Baby 81; a story of the plight of babies and mothers in disasters

by Ajith
26-Dec-2018

Over 30,000 Sri Lankans died in the tsunami that struck the coastal areas of the island nation on December 26, 2004. Around one third of the dead were children. More women died than men. Thousands of children lost either one or both parents whereas thousands of parents lost their children. The parents who lost children were guilt-ridden and many were depressed for long periods of time. 

Baby-81 is symbolic of the plight of babies and mothers in disasters. After the disastrous sea waves declined, a villager of Ampara district heard a baby crying on a bush and the rescued toddler was sent to Kalmunai hospital in an ambulance. Hospital staff named the two-months old infant as Baby-81 as it was the 81st person admitted to the hospital after the disaster struck the coasts. 

The baby's parents had survived the deadly waves and came looking for the baby immediately after they were discharged from the hospital. Meanwhile, media sensationalized the news of Baby-81 and reported that nine parents had come to claim for the baby. The true parents had lost everything and they had neither document nor any other kind of proof to claim for the baby. They were desperate and once police arrested them for trying to take their baby home. 

The issue was resolved after 53 days by Kalmunai magistrate court after obtaining DNA reports of the prospective father. Despite sensationalized reports on media about nine parents claiming rights of Baby-81, only Murugapillai Jeyaraja offered for DNA testing. 

Baby-81, Jeyaraja Abhilash, posing in the image taken from Lankadeepa newspaper, is a 14-year-old teenager today. He is a grade 10 student of Chettipalayam Vidyalam. He told to a journalist who interviewed him for a Sinhala language Lankadeepa newspaper that his ambition is to be a doctor in future. There family of four persons with later born younger sister is still poor. Abhilash's father works as barber to earn a living for the family.

Media fame they gained from the NBC’s Good Morning America show spared them only the memory of a 13-day journey to US. Black Rebel Motorcycle Club rock band called their 2007 album Baby 81 and sold 14,000 copies in its first week alone thanks to Abhilash but his family said they had not received any help from them to recover from the disaster. 

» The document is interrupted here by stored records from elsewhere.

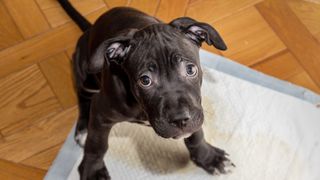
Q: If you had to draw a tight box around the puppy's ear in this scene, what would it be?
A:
[169,17,227,50]
[88,29,137,73]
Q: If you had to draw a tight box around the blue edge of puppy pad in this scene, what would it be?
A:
[45,49,320,180]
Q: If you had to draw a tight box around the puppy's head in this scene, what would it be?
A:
[90,18,226,138]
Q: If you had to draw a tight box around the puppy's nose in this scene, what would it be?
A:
[169,112,191,128]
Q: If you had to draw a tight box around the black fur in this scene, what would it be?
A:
[59,0,234,179]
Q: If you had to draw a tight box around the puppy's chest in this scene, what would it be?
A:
[129,120,151,127]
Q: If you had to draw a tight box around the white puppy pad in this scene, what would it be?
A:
[68,68,320,180]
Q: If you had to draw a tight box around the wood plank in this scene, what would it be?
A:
[209,7,286,66]
[104,0,130,8]
[156,0,189,22]
[186,0,261,23]
[257,0,320,90]
[287,71,320,94]
[86,6,108,24]
[0,1,23,50]
[0,65,61,136]
[21,144,63,170]
[39,53,77,108]
[288,0,320,36]
[252,51,304,79]
[37,0,106,27]
[129,0,159,16]
[0,23,81,77]
[3,0,50,38]
[0,106,78,162]
[0,159,46,180]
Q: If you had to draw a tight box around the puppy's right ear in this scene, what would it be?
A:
[88,29,136,73]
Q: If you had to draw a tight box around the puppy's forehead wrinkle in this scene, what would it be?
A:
[130,24,197,76]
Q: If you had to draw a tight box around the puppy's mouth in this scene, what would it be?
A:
[150,113,203,139]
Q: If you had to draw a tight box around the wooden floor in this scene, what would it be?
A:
[0,0,320,180]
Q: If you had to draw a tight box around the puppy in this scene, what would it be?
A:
[59,0,234,179]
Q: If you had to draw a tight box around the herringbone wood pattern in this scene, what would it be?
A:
[0,0,320,180]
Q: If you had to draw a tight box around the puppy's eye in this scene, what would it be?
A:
[186,64,198,76]
[139,75,152,87]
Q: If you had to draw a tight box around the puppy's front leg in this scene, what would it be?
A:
[185,129,235,174]
[78,102,113,180]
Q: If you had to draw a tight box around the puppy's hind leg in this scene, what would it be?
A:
[74,91,91,147]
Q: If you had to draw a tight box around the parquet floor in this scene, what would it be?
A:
[0,0,320,180]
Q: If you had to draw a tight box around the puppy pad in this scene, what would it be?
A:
[60,68,320,180]
[45,50,320,180]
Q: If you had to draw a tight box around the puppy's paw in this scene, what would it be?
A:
[191,144,235,175]
[74,130,88,147]
[78,163,111,180]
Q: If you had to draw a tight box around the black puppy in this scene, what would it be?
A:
[59,0,233,179]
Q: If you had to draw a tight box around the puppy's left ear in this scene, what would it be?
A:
[169,17,227,50]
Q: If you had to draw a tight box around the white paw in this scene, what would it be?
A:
[74,131,88,147]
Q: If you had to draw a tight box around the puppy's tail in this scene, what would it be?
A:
[58,0,91,32]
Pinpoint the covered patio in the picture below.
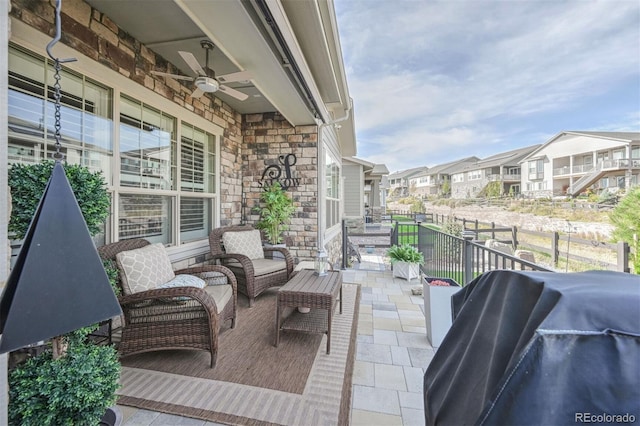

Five million people in the Indian Ocean region were directly affected by the earthquake-triggered tsunamis. United Nations Population Fund (UNFPA) estimated that there were at least 150,000 women who were either pregnant or who could be facing complications of pregnancy among the 5 million people directly affected in the region. Such complications included trauma-induced miscarriage and urgent needs of medical and nutritional support. Over 50,000 women within the affected communities gave birth in the next three months while the countries were recovering from the damage to health facilities and loss of basic delivery care supplies. 

Disasters jeopardize the women's chances to deliver under clean and safe circumstances. Women who experience obstructed labor or other birthing complications (15 per cent of pregnancies, even under normal conditions) require urgent assistance to ensure their health and the survival of their babies, UNFPA states.

"Other special needs are often overlooked. Women and girls, in addition to needing access to water, food, shelter and medical care, have particular hygiene needs which must be considered if they are to be able to carry on their daily lives with dignity, yet these needs are often overlooked in the larger emergency response. In some of the affected communities, women who have lost all possessions do not have access even to the most basic of clothing items which are required in order for them to participate fully in community life. Yet, in many cases, it is women and girls who assume the primary burden of caring for other family members and for obtaining the survival needs for the family," a communique of the time by UNFPA stated.